Патология существует. Ну да, я писал выше, что
«мы не можем даже сказать, что такое патология, кроме того, что это страдание». Но мы можем! Можем!
Мы можем сказать, в свете вышеизложенного, что патология — это то, что мешает проходить терапию.
«Доктор, у меня совсем нет друзей, может быть хоть ты мне поможешь, мерзкий старикашка».
Разумеется, патология манифестируется в кабинете и терапевт может сказать «посмотрите, то, на что вы жалуетесь, оно и здесь!». Но дело не в этом.
В гуманистическом (да и экзистенциальном) представлении человек живет жизнь, как может, и мы его за это уважаем.
С другой стороны, мы видим, а он часто нет, на каком уровне духовного развития ну, например, психической организации человек находится. Мы можем понимать, что у человека не «свободные отношения», а «нарциссический промискуитет». Должны ли мы ему об этом сообщить? Можем ли мы принимать его всерьёз?
Разумеется, нет. Разумеется, да.
Или вот у человека, например, страх отнятия от груди не прошёл, а мы говорим (он говорит) о экзистенциальном страхе. Все примеры, разумеется, выдуманы.
Экзистенциальный ли это страх? Да, если тебе год.
Одна моя клиентка упорно не хочет признавать, что она лучше других, потому что это «снобизм». А она, к великому её сожалению, лучше других, и это не терапевтический манёвр, не снобизм, а просто жизненный факт. Люди вообще разные, и одни постоянно лучше других, хотят они этого или нет.
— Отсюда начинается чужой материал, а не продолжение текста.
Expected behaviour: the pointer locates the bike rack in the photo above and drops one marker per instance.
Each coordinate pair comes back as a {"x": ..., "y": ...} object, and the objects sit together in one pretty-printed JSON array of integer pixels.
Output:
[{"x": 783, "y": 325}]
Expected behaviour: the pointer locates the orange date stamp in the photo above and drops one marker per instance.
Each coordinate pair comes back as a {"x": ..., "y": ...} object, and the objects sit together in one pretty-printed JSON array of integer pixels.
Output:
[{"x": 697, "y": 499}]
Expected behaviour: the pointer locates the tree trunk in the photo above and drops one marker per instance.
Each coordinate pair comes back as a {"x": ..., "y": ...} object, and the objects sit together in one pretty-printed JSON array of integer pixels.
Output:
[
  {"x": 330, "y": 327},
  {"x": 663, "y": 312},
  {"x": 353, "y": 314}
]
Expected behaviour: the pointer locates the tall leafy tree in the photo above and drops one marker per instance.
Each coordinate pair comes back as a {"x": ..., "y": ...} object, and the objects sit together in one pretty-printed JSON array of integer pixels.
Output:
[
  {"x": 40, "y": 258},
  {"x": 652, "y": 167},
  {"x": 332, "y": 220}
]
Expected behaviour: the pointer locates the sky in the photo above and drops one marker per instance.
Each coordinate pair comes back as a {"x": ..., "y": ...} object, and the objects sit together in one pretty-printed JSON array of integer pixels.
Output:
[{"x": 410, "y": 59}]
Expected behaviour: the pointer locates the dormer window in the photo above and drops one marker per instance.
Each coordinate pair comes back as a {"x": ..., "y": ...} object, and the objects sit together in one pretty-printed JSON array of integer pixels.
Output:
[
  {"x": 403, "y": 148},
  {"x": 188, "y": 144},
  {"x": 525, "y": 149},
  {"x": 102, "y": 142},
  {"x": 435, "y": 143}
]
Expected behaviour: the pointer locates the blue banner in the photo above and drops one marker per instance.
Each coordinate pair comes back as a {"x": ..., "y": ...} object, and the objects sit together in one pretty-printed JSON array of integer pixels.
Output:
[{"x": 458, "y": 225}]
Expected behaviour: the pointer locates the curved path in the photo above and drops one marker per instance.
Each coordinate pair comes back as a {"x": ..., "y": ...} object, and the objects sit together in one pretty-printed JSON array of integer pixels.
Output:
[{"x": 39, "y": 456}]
Получается, как говорил Гурджиев, «душонка есть у каждого, а вот Душа есть только у тех, кто её заработал сознательным трудом и добровольным страданием».
Опять-таки, безоценочно и без снобизма: люди разные. Экзистенциальная терапия, конечно, тема, но только когда все проблемы решены (а они почти ни у кого не решены).
Согласно канонам экзистенциальной терапии, существуют «экзистенциальные данности», с которыми ничего не поделать. А если в данном случае твой «страх свободы» — это просто возрастное («инфантильное»), с которым можно что-то поделать («выйти из детской позиции», да)?
7. Терапия не работает.
Терапия не работает, потому что не субъект. Терапия и есть работа. Следовательно, не работать может или клиент или терапевт.
Работа терапевта и клиента разная. У нее даже может не совпадать цель. (Напомню, что полное совпадение называется ругательными словом «слияние»).
Иногда клиент не умеет работать («тогда цель научить его работать», да). Часто клиент не может понять и оценить работу терапевта, потому что если мог бы — терапия была бы ему не нужна.